By analyzing existing cross correlation between Guggenheim Strategic Opportunities and Sixth Street Specialty, you can compare the effects of market volatilities on Guggenheim Strategic and Sixth Street and check how they will diversify away market risk if combined in the same portfolio for a given time horizon. You can also utilize pair trading strategies of matching a long position in Guggenheim Strategic with a short position of Sixth Street. Check out your portfolio center. Please also check ongoing floating volatility patterns of Guggenheim Strategic and Sixth Street.
Diversification Opportunities for Guggenheim Strategic and Sixth Street
-0.42 | Correlation Coefficient |
Very good diversification
The 3 months correlation between Guggenheim and Sixth is -0.42. Overlapping area represents the amount of risk that can be diversified away by holding Guggenheim Strategic Opportuni and Sixth Street Specialty in the same portfolio, assuming nothing else is changed. The correlation between historical prices or returns on Sixth Street Specialty and Guggenheim Strategic is a relative statistical measure of the degree to which these equity instruments tend to move together. The correlation coefficient measures the extent to which returns on Guggenheim Strategic Opportunities are associated (or correlated) with Sixth Street. Values of the correlation coefficient range from -1 to +1, where. The correlation of zero (0) is possible when the price movement of Sixth Street Specialty has no effect on the direction of Guggenheim Strategic i.e., Guggenheim Strategic and Sixth Street go up and down completely randomly.
Pair Corralation between Guggenheim Strategic and Sixth Street
Considering the 90-day investment horizon Guggenheim Strategic is expected to generate 1.44 times less return on investment than Sixth Street. But when comparing it to its historical volatility, Guggenheim Strategic Opportunities is 2.23 times less risky than Sixth Street. It trades about 0.14 of its potential returns per unit of risk. Sixth Street Specialty is currently generating about 0.09 of returns per unit of risk over similar time horizon. If you would invest 2,057 in Sixth Street Specialty on August 29, 2024 and sell it today you would earn a total of 37.00 from holding Sixth Street Specialty or generate 1.8% return on investment over 90 days.

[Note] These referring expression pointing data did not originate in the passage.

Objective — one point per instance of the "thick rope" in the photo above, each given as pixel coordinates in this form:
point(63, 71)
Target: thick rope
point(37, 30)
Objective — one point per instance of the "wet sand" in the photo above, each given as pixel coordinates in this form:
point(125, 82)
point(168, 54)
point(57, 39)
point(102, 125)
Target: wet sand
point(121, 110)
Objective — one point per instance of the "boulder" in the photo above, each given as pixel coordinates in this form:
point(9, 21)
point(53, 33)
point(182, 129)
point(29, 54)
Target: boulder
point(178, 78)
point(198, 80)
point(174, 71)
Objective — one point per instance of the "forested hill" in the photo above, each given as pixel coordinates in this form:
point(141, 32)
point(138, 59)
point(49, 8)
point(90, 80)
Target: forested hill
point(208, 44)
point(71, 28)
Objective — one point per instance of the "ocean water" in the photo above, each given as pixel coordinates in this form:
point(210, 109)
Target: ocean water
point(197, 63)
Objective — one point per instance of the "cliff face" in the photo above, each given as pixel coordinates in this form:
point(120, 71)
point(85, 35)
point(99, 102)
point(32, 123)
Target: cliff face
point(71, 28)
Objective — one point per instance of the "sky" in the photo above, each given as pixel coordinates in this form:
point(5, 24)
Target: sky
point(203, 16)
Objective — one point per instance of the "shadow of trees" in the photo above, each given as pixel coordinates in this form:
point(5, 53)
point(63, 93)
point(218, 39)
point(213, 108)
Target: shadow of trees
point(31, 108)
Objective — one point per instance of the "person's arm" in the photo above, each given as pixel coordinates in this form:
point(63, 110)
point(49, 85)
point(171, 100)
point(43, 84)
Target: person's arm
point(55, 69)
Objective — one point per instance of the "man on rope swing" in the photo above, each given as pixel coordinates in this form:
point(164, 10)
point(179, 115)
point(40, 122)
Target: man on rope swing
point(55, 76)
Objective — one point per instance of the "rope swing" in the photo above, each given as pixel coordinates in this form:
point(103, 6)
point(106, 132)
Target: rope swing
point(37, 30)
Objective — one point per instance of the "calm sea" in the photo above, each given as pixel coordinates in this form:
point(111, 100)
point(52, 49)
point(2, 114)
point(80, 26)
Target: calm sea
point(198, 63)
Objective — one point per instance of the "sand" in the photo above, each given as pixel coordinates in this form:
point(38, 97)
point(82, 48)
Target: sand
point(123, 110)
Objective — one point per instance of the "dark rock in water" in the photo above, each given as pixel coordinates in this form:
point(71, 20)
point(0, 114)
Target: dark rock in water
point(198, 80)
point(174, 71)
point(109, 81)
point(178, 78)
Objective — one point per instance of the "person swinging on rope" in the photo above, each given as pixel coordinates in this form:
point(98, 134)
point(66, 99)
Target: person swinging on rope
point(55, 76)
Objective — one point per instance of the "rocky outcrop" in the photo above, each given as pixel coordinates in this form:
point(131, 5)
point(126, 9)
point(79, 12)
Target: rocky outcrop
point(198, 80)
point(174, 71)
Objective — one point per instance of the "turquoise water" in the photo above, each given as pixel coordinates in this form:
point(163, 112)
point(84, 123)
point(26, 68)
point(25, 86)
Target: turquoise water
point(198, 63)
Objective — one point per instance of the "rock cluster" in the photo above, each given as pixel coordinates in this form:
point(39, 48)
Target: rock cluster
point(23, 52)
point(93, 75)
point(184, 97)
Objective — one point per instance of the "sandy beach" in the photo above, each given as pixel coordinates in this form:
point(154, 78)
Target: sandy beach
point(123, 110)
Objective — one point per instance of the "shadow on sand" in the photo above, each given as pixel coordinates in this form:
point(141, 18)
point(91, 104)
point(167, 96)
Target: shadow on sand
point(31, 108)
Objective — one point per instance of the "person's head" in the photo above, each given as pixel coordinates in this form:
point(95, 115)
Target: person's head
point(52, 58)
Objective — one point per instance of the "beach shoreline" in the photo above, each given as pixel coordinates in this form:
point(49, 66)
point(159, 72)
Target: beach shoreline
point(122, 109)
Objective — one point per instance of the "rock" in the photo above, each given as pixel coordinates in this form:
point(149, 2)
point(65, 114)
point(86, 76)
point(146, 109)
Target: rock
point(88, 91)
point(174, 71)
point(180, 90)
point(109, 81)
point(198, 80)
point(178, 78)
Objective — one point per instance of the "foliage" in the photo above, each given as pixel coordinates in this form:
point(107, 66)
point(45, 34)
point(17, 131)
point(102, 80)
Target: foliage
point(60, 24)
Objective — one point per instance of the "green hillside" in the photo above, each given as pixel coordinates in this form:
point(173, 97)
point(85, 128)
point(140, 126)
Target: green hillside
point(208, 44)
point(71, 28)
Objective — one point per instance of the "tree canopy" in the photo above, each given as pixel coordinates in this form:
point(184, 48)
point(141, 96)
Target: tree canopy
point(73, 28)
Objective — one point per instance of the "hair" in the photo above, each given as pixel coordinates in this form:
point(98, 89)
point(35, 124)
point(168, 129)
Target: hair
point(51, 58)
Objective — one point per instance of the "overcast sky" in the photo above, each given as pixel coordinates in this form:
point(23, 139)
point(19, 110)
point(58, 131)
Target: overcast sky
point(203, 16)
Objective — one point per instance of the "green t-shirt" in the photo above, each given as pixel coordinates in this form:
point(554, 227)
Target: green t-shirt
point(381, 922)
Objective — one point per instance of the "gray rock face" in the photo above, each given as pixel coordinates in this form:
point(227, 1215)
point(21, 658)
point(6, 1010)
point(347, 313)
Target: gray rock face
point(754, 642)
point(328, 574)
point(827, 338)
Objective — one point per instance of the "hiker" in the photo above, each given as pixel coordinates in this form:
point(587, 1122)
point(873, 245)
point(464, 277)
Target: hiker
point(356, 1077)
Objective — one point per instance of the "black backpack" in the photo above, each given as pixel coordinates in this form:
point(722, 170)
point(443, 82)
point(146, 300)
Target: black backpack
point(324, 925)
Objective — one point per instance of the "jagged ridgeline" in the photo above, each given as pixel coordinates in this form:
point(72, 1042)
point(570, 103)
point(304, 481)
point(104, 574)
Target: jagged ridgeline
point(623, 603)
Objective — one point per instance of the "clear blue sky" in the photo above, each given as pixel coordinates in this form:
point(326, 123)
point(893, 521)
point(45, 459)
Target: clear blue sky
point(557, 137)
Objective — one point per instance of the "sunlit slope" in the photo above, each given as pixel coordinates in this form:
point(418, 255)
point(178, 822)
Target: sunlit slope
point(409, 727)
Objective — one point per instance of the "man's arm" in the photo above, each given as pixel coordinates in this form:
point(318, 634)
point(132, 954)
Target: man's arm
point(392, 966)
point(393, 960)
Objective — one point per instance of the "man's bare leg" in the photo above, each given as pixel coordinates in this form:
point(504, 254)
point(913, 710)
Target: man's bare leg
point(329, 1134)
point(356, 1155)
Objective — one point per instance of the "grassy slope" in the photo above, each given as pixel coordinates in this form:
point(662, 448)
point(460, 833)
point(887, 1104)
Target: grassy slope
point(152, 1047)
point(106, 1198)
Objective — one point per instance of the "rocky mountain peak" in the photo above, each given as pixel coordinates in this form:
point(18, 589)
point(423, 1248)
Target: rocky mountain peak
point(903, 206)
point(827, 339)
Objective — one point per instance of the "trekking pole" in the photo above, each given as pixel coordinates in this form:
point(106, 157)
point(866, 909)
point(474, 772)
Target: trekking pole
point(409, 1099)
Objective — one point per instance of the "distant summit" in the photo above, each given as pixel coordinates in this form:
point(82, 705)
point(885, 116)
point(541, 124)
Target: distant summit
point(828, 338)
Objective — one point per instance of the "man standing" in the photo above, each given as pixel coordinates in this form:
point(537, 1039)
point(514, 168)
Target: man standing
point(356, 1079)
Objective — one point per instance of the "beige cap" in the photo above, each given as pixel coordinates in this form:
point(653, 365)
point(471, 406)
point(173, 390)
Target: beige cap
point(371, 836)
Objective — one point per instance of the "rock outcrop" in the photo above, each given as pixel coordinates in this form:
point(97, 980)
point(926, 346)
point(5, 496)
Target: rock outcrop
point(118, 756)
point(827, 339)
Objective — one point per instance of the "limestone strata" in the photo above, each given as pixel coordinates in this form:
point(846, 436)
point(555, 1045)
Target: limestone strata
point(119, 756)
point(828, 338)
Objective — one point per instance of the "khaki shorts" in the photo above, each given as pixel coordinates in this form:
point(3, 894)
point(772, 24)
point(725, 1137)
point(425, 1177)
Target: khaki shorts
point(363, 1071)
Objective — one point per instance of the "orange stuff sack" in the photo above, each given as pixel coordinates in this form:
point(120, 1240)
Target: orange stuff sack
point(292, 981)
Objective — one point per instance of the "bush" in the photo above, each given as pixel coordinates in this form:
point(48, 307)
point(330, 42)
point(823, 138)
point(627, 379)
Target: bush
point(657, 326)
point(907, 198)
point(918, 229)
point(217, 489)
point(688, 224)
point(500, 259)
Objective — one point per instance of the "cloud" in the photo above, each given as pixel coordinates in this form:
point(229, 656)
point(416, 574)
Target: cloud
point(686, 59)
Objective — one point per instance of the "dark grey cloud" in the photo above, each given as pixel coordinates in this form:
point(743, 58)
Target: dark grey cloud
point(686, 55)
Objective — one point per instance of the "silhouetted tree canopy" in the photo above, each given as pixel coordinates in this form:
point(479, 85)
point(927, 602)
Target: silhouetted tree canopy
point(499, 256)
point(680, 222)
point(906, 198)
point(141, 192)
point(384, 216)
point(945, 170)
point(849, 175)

Time Period | 3 Months [change] |
Direction | Moves Against |
Strength | Very Weak |
Accuracy | 95.65% |
Values | Daily Returns |
Guggenheim Strategic Opportuni vs. Sixth Street Specialty
Performance |
Timeline |
Guggenheim Strategic |
Sixth Street Specialty |
Guggenheim Strategic and Sixth Street Volatility Contrast
Predicted Return Density |
Returns |
Pair Trading with Guggenheim Strategic and Sixth Street
The main advantage of trading using opposite Guggenheim Strategic and Sixth Street positions is that it hedges away some unsystematic risk. Because of two separate transactions, even if Guggenheim Strategic position performs unexpectedly, Sixth Street can make up some of the losses. Pair trading also minimizes risk from directional movements in the market. For example, if an entire industry or sector drops because of unexpected headlines, the short position in Sixth Street will offset losses from the drop in Sixth Street's long position.Guggenheim Strategic vs. Eaton Vance National | Guggenheim Strategic vs. Invesco High Income | Guggenheim Strategic vs. Blackrock Muniholdings Ny | Guggenheim Strategic vs. Nuveen California Select |
Check out your portfolio center.Note that this page's information should be used as a complementary analysis to find the right mix of equity instruments to add to your existing portfolios or create a brand new portfolio. You can also try the AI Portfolio Architect module to use AI to generate optimal portfolios and find profitable investment opportunities.